Claim 2: A stable oral benzimidazole pharmaceutical composition, the composition comprising: a) a core containing a benzimidazole compound, a substantially water-soluble material, and, optionally, one or more pharmaceutically acceptable excipients, wherein the core is not alkaline, and b) an enteric coating surrounding and directly in contact with the core.
Claim 3: The composition of any of the claims 1 and 2, wherein the benzimidazole compound is selected from one or more of omeprazole, lansoprazole, pantoprazole, rabeprazole, and single enantiomer thereof.
Claim 4: The composition of any of the claims 1 and 2, wherein the one or more pharmaceutically acceptable excipients are selected from one or more diluents, disintegrants, binders and lubricants.
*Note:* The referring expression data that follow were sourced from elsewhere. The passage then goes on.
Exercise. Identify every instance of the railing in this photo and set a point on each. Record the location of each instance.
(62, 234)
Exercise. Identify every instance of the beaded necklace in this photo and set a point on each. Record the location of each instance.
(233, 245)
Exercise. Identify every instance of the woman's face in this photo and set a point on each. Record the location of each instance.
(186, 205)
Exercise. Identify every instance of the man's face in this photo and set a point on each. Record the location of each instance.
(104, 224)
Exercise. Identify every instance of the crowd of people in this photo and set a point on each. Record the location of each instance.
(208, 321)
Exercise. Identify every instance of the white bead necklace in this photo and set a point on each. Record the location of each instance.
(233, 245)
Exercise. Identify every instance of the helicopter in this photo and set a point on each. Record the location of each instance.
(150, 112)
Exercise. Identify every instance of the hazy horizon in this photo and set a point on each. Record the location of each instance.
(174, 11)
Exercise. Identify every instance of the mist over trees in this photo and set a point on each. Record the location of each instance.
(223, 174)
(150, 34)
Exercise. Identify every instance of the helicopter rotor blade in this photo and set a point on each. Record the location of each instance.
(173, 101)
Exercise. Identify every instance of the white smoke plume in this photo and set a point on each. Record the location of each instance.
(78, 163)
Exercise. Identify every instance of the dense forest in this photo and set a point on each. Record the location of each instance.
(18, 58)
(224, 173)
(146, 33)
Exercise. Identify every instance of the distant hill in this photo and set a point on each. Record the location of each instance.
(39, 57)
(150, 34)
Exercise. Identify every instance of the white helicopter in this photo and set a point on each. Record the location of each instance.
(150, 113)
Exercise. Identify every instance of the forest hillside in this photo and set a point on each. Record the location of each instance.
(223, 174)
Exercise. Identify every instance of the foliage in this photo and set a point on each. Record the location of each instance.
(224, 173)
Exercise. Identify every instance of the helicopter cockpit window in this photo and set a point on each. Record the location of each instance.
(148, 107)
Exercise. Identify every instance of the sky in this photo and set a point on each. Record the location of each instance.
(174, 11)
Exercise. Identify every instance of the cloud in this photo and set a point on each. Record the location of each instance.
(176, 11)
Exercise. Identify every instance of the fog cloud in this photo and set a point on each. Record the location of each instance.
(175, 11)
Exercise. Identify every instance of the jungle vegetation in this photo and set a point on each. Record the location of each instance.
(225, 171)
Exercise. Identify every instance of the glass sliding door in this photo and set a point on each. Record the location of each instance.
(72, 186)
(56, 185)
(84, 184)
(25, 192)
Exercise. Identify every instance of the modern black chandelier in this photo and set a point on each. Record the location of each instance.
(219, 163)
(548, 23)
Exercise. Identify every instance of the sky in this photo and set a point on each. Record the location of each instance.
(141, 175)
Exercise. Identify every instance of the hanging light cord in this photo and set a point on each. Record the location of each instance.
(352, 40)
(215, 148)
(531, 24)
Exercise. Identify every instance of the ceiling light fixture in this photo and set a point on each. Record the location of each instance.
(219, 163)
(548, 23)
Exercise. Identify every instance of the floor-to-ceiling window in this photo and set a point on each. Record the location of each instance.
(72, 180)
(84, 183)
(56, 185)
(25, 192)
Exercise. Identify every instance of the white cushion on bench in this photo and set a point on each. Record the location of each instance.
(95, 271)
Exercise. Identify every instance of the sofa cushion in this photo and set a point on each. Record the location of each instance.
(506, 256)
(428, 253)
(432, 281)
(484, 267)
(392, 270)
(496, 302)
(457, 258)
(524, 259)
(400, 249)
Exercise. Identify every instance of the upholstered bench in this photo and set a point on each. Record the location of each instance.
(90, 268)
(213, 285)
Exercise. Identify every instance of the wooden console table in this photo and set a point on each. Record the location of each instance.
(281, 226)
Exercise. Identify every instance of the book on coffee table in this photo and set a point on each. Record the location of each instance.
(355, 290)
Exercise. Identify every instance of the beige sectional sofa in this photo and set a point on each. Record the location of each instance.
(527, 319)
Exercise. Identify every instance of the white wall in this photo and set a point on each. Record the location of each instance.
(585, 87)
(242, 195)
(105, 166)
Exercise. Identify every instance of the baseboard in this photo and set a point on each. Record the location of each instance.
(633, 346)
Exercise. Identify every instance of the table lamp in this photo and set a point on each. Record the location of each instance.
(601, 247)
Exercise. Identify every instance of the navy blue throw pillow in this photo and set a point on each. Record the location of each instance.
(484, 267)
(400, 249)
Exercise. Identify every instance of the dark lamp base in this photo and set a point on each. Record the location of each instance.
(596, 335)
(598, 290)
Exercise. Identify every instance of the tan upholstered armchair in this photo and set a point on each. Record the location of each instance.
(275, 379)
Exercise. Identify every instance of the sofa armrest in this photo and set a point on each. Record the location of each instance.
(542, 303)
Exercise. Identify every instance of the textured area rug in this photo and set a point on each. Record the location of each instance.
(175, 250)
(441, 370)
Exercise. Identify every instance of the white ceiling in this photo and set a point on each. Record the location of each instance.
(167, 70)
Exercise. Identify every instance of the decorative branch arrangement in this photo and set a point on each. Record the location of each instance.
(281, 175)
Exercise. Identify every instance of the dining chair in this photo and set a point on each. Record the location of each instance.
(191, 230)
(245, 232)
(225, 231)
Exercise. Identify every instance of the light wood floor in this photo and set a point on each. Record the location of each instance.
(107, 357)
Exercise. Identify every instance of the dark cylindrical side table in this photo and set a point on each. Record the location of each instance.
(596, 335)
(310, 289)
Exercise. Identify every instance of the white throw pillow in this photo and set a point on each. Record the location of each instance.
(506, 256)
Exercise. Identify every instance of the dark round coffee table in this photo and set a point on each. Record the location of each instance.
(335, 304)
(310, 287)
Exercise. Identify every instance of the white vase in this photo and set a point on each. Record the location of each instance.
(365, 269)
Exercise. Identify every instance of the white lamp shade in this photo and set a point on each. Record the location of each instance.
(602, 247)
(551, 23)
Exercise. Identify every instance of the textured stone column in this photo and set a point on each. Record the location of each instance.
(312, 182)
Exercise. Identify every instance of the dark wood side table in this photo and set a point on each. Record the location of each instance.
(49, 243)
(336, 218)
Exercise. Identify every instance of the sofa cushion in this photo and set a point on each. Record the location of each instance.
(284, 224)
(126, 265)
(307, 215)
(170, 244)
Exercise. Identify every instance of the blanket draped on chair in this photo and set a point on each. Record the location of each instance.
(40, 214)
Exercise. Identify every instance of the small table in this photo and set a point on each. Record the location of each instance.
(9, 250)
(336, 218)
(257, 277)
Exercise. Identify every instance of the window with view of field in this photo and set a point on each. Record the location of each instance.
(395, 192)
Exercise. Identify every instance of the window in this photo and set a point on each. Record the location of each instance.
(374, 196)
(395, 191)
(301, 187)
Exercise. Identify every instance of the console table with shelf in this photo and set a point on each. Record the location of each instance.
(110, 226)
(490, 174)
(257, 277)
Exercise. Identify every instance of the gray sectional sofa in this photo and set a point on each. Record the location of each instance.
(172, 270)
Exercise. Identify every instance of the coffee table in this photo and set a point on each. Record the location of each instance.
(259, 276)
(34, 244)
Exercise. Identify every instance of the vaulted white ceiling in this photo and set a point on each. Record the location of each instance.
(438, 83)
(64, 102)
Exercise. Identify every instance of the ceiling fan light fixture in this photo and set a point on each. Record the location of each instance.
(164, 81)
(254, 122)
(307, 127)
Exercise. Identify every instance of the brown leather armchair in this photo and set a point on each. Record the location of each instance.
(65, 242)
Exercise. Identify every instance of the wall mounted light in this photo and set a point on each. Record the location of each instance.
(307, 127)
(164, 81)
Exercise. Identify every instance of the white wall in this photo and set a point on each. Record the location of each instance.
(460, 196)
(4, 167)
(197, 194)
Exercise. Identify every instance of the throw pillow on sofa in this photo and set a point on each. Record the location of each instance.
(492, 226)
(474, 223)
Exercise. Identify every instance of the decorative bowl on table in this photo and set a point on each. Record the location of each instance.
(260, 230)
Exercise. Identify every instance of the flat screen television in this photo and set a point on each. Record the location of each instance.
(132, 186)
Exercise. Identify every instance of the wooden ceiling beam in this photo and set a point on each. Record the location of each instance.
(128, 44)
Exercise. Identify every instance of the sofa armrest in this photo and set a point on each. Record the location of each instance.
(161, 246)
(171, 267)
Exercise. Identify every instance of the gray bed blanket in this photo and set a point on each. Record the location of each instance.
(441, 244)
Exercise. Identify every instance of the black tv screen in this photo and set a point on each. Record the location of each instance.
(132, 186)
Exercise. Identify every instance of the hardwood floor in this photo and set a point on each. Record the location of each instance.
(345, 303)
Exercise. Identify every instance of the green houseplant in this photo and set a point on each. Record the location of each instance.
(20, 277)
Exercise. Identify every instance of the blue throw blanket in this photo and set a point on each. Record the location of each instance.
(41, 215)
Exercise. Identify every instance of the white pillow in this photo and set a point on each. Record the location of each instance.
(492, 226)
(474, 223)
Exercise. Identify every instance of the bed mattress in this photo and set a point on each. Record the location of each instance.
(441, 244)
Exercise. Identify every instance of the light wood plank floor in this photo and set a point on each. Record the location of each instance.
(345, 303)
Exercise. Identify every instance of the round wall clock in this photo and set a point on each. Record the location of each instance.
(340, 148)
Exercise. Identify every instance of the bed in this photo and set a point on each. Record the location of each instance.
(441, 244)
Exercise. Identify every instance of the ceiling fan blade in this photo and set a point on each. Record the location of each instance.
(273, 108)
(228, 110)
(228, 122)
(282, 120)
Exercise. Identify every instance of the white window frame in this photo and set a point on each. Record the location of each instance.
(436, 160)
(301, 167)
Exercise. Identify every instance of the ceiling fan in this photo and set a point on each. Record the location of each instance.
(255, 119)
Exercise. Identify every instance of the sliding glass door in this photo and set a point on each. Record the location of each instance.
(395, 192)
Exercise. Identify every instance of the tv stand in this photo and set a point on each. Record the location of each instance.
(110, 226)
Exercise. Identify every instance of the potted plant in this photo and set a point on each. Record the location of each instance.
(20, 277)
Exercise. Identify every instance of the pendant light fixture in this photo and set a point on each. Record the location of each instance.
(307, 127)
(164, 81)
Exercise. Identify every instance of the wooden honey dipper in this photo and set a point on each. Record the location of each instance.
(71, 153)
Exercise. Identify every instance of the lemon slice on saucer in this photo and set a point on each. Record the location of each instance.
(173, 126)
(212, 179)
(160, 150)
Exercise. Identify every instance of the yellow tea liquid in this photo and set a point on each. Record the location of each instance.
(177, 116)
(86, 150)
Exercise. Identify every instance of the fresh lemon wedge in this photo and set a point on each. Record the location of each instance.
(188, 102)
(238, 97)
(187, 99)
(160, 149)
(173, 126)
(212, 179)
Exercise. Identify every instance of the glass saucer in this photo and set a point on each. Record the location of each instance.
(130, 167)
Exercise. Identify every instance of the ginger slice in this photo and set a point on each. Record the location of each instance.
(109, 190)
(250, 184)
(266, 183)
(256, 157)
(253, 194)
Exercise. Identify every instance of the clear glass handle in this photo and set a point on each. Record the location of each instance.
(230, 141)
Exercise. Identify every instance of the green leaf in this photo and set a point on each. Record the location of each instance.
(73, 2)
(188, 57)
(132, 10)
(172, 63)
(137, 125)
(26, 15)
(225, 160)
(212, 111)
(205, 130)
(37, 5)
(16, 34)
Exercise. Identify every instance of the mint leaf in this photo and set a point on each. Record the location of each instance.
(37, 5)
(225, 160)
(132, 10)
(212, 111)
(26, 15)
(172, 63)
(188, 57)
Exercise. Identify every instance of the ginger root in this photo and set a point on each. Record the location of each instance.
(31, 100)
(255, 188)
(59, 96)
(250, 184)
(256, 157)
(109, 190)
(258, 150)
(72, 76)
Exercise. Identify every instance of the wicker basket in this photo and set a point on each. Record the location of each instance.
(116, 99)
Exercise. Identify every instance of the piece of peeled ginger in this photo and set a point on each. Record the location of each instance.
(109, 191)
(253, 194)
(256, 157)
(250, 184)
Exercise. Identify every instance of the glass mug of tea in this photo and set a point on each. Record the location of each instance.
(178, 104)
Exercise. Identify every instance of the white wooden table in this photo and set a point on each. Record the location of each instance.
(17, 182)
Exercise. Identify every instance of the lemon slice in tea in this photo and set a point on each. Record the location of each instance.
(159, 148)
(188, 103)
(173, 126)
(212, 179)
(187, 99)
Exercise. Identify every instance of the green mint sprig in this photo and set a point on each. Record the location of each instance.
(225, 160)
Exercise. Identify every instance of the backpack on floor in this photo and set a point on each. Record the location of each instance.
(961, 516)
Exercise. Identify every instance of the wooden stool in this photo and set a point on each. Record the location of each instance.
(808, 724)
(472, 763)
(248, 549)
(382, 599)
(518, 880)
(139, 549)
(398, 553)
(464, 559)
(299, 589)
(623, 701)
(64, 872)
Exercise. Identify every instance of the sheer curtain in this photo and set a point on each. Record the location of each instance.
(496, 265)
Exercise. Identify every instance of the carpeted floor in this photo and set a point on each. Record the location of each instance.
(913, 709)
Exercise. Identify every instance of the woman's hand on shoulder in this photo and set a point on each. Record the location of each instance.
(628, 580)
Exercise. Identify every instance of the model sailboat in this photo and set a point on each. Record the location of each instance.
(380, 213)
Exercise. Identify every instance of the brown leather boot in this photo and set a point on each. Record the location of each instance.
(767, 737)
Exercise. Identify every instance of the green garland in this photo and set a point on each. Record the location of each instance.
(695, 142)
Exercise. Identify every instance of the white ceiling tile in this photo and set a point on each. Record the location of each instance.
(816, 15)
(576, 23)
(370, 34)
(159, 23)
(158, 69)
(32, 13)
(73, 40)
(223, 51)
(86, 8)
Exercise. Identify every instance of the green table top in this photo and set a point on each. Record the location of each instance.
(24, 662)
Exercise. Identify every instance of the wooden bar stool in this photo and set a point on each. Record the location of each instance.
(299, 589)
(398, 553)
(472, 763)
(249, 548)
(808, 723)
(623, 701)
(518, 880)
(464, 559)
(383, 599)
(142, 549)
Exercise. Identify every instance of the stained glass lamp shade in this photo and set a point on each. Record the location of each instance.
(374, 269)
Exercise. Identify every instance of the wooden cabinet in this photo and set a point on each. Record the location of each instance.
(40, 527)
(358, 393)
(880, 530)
Claim 5: The composition of claim 4, wherein the diluent is selected from one or more of sugars selected from dextrose, glucose or lactose; sugar alcohols selected from sorbitol, xylitol or mannitol; cellulose derivatives selected from powdered cellulose or microcrystalline cellulose; and starches selected from corn starch, pregelatinized starch or maize starch.
Claim 6: The composition of claim 4, wherein the disintegrant is selected from one or more of sodium starch glycolate, croscarmellose sodium, and corn starch.
Claim 7: The composition of claim 4, wherein the binder is selected from one or more of cellulose derivatives selected from hydroxypropyl methylcellulose, hydroxypropyl cellulose or methylcellulose; gums selected from xanthan gum, gum acacia or tragacanth; water-soluble vinylpyrrolidone polymers selected from polyvinylpyrrolidone or copolymers of vinylpyrrolidone and vinyl acetate; and sugars selected from sorbitol or mannitol.
Claim 8: The composition of claim 4, wherein the lubricant comprises one or more of magnesium stearate, talc, sodium stearyl fumarate, and colloidal silicon dioxide.
Claim 9: The composition of any of the claims 1 and 2, wherein the substantially water-soluble material comprises one or more of a substantially water-soluble polymer and a substantially water- soluble excipient.
Claim 10: The composition of claim 9, wherein the water-soluble polymer is selected from one or more of hydroxypropyl methylcellulose, hydroxypropyl cellulose, polyvinylpyrrolidone, sodium alginate, sodium carboxymethyl cellulose, and copolymer of vinylpyrrolidone and vinyl acetate.
Claim 11: The composition of claim 9, wherein the water-soluble excipient comprises one or more of lactose, mannitol, sorbitol, sucrose and glucose.
Claim 12: A process for the preparation of a stable oral benzimidazole pharmaceutical composition, the process comprising: a) preparing a core formed by dispersing a benzimidazole compound, a substantially water-soluble material and, optionally, one or more pharmaceutically acceptable excipients in an
aqueous medium to obtain a dispersion, spray drying the dispersion, and mixing with the one or more optional pharmaceutically acceptable excipients and compressing; b) coating the core with a separating layer formed by a substantially water soluble material and optional pharmaceutically acceptable excipients; and c) coating the product of step a) or b) with an enteric coating, wherein at least one of the core and the separating layer includes the substantially water- soluble material without any pharmaceutically acceptable excipients.
Claim 13: A stable oral benzimidazole pharmaceutical composition substantially described and exemplified herein.